Allarghiamo di nuovo lo sguardo all'Europa: altrove non accade quello che accade
in Italia. In Germania, il viaggio di Benedetto XVI e il suo impegno militante
sulle radici cristiane dell'Unione non ha portato voti a Angela Merkel. In
Spagna, paese cattolicissimo, Zapatero va avanti per la sua strada.
Sì, con un forte sostegno dell'opi-nione pubblica, e il presidente della
Commissione episcopale s'è dovuto dimettere. È in Italia che tira questo vento
di restaurazione politica e sociale. Con una sinistra che non ha la forza
culturale per contrastarlo. E una destra che dovrebbe preoccuparsi anch'essa di
diventarne prigioniera.
La proposta di Rutelli di sostituire i Pacs con i Ccs, contratti di convivenza
solidale, va vista in questa chiave di rincorsa ai voti cattolici,
evidentemente. Ma sul piano tecnico che cosa comporta?
I Pacs sono contratti civilistici a rilevanza pubblica, che attribuiscono ai
contraenti una serie di diritti e doveri reciproci che devono essere
riconosciuti anche da terzi. I Ccs proposti da Rutelli sono semplici contratti
privati, non opponibili a terzi: significa che due persone che convivono possono
pattuire fra loro quello che vogliono, ma lo Stato, gli enti previdenziali e
quant'altri non sono vincolati da quel patto. Certo, tecnicamente si potrebbe
arrivare a risultati analoghi a quelli dei Pacs anche "novellando il
codice", cioè stabilendo che la stipula di uno di questi contratti avrebbe
conseguenze vincolanti sui contratti di locazione, sulla previdenza e via
dicendo (ma bisognerebbe comunque definire le caratteristiche della convivenza
in presenza delle quali i contratti producono obbligazioni per i terzi).
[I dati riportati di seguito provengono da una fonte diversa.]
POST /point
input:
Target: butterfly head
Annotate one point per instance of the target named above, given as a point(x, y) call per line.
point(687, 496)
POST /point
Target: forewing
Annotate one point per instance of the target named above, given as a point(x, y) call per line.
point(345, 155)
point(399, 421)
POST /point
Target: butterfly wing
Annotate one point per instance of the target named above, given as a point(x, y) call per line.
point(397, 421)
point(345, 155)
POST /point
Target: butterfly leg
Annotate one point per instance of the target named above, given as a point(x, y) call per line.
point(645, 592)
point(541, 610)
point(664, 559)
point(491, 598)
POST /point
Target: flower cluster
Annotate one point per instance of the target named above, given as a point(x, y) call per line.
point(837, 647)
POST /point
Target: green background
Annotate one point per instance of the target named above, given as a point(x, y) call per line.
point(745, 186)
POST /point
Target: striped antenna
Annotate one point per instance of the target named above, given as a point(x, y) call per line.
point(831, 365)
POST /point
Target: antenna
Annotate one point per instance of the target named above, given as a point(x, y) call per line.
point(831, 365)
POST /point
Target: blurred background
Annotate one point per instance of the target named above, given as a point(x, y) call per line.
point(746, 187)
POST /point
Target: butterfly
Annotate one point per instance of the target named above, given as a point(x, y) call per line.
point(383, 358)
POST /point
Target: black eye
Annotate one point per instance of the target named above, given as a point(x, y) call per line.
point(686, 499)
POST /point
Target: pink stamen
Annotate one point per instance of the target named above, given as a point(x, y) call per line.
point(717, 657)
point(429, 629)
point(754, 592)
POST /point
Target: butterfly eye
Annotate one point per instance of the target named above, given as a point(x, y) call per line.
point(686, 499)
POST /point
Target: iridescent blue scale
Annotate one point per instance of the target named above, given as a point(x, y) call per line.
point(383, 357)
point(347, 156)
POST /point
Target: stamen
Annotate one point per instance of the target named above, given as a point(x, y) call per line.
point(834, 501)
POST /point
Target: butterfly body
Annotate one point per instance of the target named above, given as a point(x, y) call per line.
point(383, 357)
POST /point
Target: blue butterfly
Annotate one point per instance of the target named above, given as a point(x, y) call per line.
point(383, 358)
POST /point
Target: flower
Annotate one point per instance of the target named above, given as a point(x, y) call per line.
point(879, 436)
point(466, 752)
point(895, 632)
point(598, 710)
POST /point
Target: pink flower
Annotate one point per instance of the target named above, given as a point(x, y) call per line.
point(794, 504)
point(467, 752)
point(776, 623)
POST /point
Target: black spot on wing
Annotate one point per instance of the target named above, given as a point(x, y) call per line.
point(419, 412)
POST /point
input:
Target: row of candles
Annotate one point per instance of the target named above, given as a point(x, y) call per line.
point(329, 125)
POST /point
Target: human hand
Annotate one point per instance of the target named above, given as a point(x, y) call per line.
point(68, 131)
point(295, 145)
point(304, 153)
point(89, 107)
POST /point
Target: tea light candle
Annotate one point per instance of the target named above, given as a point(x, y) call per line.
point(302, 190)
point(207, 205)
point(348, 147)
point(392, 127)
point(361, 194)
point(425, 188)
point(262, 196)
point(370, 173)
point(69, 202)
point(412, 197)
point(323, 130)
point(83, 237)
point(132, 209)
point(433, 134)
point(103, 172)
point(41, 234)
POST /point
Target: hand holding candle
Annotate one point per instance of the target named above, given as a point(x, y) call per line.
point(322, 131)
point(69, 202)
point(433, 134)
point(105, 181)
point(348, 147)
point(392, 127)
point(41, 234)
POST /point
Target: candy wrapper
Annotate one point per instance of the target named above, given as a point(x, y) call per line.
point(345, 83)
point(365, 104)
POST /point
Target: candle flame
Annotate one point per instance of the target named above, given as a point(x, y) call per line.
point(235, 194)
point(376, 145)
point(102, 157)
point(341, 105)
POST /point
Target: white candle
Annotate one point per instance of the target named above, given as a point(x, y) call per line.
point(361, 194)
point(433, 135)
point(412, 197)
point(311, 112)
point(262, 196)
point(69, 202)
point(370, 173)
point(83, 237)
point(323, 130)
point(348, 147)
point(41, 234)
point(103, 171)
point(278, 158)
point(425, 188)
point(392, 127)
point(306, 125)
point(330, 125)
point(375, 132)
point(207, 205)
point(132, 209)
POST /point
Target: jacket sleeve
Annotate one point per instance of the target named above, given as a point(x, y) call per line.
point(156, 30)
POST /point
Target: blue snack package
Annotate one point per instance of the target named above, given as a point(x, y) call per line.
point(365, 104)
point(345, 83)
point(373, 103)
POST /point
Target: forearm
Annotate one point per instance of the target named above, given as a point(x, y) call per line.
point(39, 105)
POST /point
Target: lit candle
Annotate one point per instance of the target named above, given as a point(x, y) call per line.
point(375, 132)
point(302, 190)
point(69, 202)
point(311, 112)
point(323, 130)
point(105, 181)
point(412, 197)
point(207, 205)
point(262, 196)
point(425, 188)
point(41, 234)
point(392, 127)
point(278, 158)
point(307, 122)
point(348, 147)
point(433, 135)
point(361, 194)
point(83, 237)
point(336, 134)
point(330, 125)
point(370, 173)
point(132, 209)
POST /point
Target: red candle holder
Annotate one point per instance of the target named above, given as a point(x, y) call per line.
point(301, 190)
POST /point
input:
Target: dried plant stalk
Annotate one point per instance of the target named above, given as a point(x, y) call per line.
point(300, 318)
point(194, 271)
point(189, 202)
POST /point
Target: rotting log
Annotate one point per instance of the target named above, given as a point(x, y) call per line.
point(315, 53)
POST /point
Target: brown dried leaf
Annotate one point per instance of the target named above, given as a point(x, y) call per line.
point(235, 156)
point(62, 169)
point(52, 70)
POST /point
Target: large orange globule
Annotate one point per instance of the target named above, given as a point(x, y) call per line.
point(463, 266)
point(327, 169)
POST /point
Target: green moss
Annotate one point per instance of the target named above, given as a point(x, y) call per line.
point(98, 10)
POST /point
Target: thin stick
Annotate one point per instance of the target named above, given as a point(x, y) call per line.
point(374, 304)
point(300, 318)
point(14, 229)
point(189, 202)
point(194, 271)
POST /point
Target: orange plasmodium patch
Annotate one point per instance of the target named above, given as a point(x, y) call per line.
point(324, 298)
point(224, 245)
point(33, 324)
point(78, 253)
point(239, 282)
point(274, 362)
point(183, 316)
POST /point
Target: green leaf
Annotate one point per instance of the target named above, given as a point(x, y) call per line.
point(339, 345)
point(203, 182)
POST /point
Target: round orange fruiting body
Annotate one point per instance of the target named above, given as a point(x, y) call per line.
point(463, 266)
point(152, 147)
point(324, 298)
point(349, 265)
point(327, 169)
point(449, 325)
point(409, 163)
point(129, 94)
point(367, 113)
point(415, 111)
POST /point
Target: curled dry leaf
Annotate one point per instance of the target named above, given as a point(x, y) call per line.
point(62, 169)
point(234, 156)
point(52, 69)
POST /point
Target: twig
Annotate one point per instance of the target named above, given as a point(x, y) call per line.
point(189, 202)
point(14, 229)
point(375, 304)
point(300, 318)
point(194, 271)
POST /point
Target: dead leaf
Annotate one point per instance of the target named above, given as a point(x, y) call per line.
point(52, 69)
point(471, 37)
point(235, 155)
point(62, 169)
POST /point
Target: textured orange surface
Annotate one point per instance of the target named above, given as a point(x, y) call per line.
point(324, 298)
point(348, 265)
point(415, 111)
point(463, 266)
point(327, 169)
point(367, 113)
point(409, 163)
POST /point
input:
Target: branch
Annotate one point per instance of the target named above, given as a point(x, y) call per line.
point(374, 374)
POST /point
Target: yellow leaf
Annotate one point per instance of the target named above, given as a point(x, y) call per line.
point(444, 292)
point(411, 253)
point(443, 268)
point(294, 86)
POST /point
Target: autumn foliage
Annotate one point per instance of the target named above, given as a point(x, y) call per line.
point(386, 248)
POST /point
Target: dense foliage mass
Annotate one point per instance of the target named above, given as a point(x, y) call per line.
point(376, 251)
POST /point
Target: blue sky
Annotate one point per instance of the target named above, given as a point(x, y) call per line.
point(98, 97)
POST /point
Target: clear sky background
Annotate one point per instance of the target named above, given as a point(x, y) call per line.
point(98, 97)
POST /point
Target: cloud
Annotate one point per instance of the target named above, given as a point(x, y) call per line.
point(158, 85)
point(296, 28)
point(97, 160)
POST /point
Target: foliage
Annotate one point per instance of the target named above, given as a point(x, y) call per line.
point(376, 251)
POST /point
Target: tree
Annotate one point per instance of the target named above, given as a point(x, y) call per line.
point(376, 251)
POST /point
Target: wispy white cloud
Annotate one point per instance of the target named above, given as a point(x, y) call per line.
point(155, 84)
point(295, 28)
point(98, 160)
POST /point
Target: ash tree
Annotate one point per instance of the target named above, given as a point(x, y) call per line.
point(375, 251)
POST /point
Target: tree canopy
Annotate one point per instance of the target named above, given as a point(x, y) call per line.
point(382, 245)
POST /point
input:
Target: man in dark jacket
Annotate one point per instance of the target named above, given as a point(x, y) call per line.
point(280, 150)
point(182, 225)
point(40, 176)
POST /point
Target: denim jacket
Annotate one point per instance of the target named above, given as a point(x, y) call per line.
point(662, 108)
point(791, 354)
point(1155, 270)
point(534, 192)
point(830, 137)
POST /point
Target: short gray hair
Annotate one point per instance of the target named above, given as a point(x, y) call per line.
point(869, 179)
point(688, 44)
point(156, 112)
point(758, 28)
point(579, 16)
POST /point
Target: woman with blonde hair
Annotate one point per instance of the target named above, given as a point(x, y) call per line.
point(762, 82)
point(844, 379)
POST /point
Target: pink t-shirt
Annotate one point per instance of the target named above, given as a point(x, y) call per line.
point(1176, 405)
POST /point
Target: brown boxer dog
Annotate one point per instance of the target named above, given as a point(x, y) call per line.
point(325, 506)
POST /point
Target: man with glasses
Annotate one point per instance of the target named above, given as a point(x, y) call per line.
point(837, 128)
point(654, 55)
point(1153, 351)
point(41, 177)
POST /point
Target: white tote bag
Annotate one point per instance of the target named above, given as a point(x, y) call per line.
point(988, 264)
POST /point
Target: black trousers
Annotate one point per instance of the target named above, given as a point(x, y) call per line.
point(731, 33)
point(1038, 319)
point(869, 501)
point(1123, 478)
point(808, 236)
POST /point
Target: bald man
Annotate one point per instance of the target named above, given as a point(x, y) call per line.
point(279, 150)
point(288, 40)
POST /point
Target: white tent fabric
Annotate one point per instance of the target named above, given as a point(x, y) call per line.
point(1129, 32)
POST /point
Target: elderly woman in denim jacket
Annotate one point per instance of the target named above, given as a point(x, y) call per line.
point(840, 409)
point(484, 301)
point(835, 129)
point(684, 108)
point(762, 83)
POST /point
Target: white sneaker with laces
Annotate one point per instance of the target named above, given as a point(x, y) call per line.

Tuttavia: anche se per questa via si arrivasse a risultati pratici sufficienti,
la posta in gioco ne verrebbe depotenziata sul piano simbolico. Verrebbe meno il
carattere pubblico dei Pacs, e dunque il riconoscimento pubblico di queste forme
di convivenza. Che non è meno importante della possibilità di subentrare al
contratto d'affitto del partner o di accedere alla sua eredità.